Differential transformations of parabolic second-order operators in the plane

TL;DR

This paper extends Darboux's classical transformation results from hyperbolic to parabolic second-order operators in the plane, providing a general method to determine and compose transformations, with implications for integrable equations like Boussinesq.

Contribution

It introduces a general theorem for transformations of parabolic operators, showing how higher-order transformations can be composed of first-order ones and linking inverse transformations to integrable equations.

Findings

Transformations of parabolic operators can be systematically determined.

Higher-order transformations are compositions of first-order transformations.

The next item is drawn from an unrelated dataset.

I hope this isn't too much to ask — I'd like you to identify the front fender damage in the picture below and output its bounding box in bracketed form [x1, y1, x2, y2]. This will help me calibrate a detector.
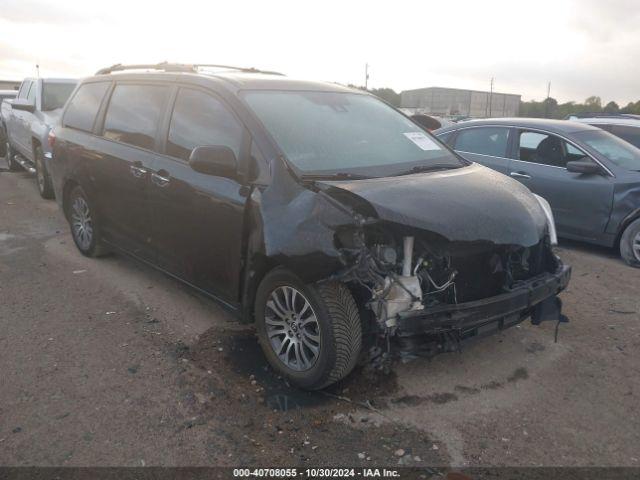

Inverse transformations impose differential constraints related to integrable equations.

Abstract

Here, Darboux's classical results about transformations with differential substitutions for hyperbolic equations are extended to the case of parabolic equations of the form $L u = \big(D^2_{x} + a(x,y) D_x + b(x,y) D_y + c(x,y)\big)u=0$. We prove a general Theorem that provides a way to determine transformations for parabolic equations shown above. It turnes out that transforming operators $M$ of some higher order can be always represented as a composition of some first-order operators that consecutively define a series of transformations. Existence of inverse transformations implies some differential constrains on the coefficients of the initial operator. We show that these relations can imply famous integrable equations, in particular, the Boussinesq equation.